Réfugiés: soyons réalistes

À la frontière entre la Grèce et la Macédoine (8 novembre 2015). © AFP / ROBERT ATANASOVSKI
À la frontière entre la Grèce et la Macédoine (8 novembre 2015). © AFP / ROBERT ATANASOVSKI

Face au flux massif et continu de mi­grants, la réponse de la plupart des partis politiques est: respectons la tradition humanitaire de la Suisse. Seule alternative: la fermeture des frontières prônée par l’UDC. Résultat: les uns se sentent coupables de ne pas en accueillir davantage, les autres sont coupables d’égoïsme, voire pire. Et une grande partie des Suisses est inquiète. Dans tous les cas, il n’y a que des coupables. Est-ce la bonne analyse?

La globalisation de la communication a mis fin à l’ordre international qui prévalait jusqu’aux environs des années 2000, expliquent les auteurs du livre Un Monde d’inégalités, récemment paru aux Editions La Découverte. Le système international, qui était dominé par l’Europe et l’Amérique du Nord, englobe désormais l’ensemble de la planète. La diffusion planétaire des outils de communication a aussi abouti à une situation historique inédite: une humanité confrontée en permanence au mode de vie des pays «riches».

Si les habitants des pays «pauvres» connaissaient le décalage, celui-ci leur saute désormais à la figure tous les jours. D’où une exacerbation bien compréhensible de leur frustration, qui bascule souvent vers la violence, ou vers la décision de rejoindre ces pays de cocagne.

Le problème est que, si la communication est devenue globale, le potentiel économique des pays dits «riches» ne se dilate pas à l’envi. Plus de 800 000 migrants ont atteint l’Europe depuis le début de l’année, selon les derniers chiffres de Frontex. En 2016, autant de migrants arriveront par la Méditerranée qu’en 2015, selon l’ONU.

A l’autre bout, des pays performants, comme l’Allemagne et la Suède, sont au bord de la saturation. D’autres, comme la France, n’arrivent même pas à gérer leur propre crise économique.

Si le flux des migrants se maintient, les pays ne pourront plus leur assurer un accueil digne. Non pas parce qu’ils sont égoïstes. Mais parce que, économiquement, ils n’auront plus les capacités de les loger, de les soigner, de les former à la langue, à la culture et au marché du travail local. Car cet effort d’intégration, qui peut prendre des années, est souvent un défi: faire passer les migrants d’un mode de vie moyenâgeux à celui du XXIe siècle.

Ne confondons pas non plus générosité et sacrifice. Nous avons la chance d’être nés dans un pays «riche», nous partageons volontiers notre bien-être, mais n’oublions pas que ce modèle est le fruit de plusieurs générations d’efforts et de peines dont il est légitime de défendre la pérennité.

Savoir communiquer

Enfin, puisque c’est la communication globalisée qui semble être le facilitateur de ces flux migratoires, il faut absolument occuper ce terrain, celui de la communication.

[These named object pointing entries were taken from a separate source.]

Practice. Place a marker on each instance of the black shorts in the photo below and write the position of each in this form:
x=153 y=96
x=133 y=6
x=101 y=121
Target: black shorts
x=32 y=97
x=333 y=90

Il faut avoir le courage d’un discours clair, sans langue de bois. Et profiter, par exemple, que Google ait annoncé vouloir fournir des informations de plus en plus précises aux migrants.

Quel serait le message? L’Europe doit avoir l’honnêteté de dire qu’elle ne pourra pas accueillir tout le monde, notamment tous ceux qui ne sont pas menacés par la guerre. Elle doit avoir le courage de dire que ceux qui ne remplissent pas les conditions seront renvoyés. Parallèlement, elle doit soutenir les pays en crise par une politique décuplée de programmes de formation, de logement et d’organisation des administrations sur place, à l’image des partenariats migratoires déjà conclus par la Suisse. Elle ne doit pas laisser l’aide d’urgence aux seules ONG. Elle doit mieux impliquer les pays pétroliers du Moyen-Orient.

Ce flux migratoire est un événement historique majeur. L’Europe ne sera peut-être plus jamais la même après cela. La limitation des flux migratoires ne doit pas être un sujet tabou réservé aux partis populistes. Trouvons le courage de le dire avec réalisme et sans culpabilité, et agissons vite. Et ayons une pensée pour toutes ces terres abandonnées et frappées par la désolation.

Isabelle Tasset Vacheyrout, journaliste et conseillère communale à Gryon (PDC/VD).